But in many nations, a less visible, but just as pervasive threat continues to afflict free and fair elections: buying votes.

Political parties in Mexico have handed out gift cards, groceries and even washing machines. Election observers said last year’s vote in the Philippines was plagued by “blatant vote buying.” In February, a politician in Nigeria was caught with $500,000 and a list of possible recipients the day before national elections.

Last month in Paraguay, a nation of 7.4 million in the center of South America, The Times found a distinctive type of vote-buying, developed over decades, on blatant display: Political operatives rounded up Indigenous people in Paraguay’s remote north and tried to control or purchase their votes.

On the weekend of national elections, The Times witnessed representatives of the ruling Colorado Party attempting to purchase the votes of Indigenous people, and more than a dozen Indigenous people said in interviews that they had accepted money from the party just before voting.

In one case, a Colorado candidate for governor personally handed out 200,000 guaraníes, or nearly $30 each, to more than 100 Indigenous voters outside a polling station in the riverside town of Fuerte Olimpo, according to interviews with five Indigenous people who took the money. That amount is equivalent to several weeks’ earnings for Paraguay’s poorest.

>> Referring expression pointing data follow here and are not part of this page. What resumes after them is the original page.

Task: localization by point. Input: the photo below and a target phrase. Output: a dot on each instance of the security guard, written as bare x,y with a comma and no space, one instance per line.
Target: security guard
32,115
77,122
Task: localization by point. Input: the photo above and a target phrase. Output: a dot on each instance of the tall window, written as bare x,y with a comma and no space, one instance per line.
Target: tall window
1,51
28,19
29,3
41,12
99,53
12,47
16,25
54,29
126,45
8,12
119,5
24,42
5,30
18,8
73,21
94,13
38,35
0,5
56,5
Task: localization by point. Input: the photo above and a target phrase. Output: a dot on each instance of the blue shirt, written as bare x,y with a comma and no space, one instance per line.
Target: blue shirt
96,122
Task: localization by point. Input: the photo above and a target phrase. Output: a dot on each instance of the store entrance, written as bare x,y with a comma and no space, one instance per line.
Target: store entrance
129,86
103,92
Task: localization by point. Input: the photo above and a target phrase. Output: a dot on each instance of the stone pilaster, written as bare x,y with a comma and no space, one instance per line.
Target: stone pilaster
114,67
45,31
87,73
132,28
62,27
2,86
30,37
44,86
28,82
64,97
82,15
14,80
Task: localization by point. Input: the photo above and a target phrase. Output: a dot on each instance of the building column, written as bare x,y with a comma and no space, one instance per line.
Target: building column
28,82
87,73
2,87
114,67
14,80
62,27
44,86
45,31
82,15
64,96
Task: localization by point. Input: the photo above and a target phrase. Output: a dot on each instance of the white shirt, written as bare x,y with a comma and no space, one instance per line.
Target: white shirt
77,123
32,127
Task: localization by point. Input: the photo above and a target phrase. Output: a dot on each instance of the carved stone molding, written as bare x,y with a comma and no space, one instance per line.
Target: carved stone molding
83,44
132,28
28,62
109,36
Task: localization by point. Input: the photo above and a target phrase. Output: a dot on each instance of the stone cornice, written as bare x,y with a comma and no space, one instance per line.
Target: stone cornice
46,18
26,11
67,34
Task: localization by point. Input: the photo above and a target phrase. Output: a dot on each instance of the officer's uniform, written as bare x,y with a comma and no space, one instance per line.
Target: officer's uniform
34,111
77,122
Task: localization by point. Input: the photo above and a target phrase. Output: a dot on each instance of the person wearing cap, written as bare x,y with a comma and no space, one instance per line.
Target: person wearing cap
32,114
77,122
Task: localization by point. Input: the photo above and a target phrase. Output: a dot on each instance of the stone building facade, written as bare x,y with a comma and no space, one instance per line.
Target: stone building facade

Nestor Rodríguez, chief of the Tomáraho Indigenous community that was given the money, said it was standard. “It’s just to buy clothes and things for your family,” he said. He voted for that Colorado candidate, Arturo Méndez, because of promises of jobs and a new road, he said.

Mr. Méndez handily won the election. In an interview, he admitted to giving the Indigenous people cash but said it was only because they needed food and clothes, and the government had forgotten them. “Yes, we help them. But not to induce their vote,” he said. “It would be heartless not to.”

Paying people to vote a certain way is illegal in Paraguay. Many payments are framed as financial assistance, such as money for lunch on Election Day.

In the bordering province of Concepción, where there are 3,000 Indigenous residents, the Colorado candidate won the governorship by just 28 votes. The losing candidate is challenging the results, claiming irregularities in the vote count.

Vote buying can swing local elections, but rarely national ones, said Ryan Carlin, a Georgia State University professor who has studied the issue. Yet it always undermines democracy by “short circuiting the mechanisms of representation and accountability,” he said. “If a vote is taken for granted and given in exchange for something else, there’s no policy promise on the other end.”

Many of Paraguay’s roughly 120,000 Indigenous people started integrating into modern society just a few decades ago, and many political parties — not just the Colorado — have since sought to control their votes.

In the days leading up to national elections, party workers fan out across the Chaco, a vast, arid region that encompasses Paraguay’s northwestern half, where nearly half of the Indigenous live.

At remote communities, the workers load Indigenous people onto buses, take them to fenced-in sites and ply them with meat and beer until the vote, according to election observers, local activists and Indigenous people who have experienced it. The goal is to control a community before a rival party can.

On Election Day, party workers either pay the Indigenous people for their identification cards — thus restricting them from voting — or bus them to the polls and hand them cash.

The practice is so entrenched, it has developed its own vocabulary: “herding” the Indigenous voters and putting them in “corrals.”

“It’s like we’re animals to be bought,” said Francisco Cáceres, 68, a member of the Qom Indigenous group.

European Union election observers said they witnessed such “corrals” in Paraguay’s 2013 and 2018 elections, and saw multiple cases of vote buying in the April 30 election. Parties seek to purchase the votes of many Paraguayans, not just the Indigenous, the observers said.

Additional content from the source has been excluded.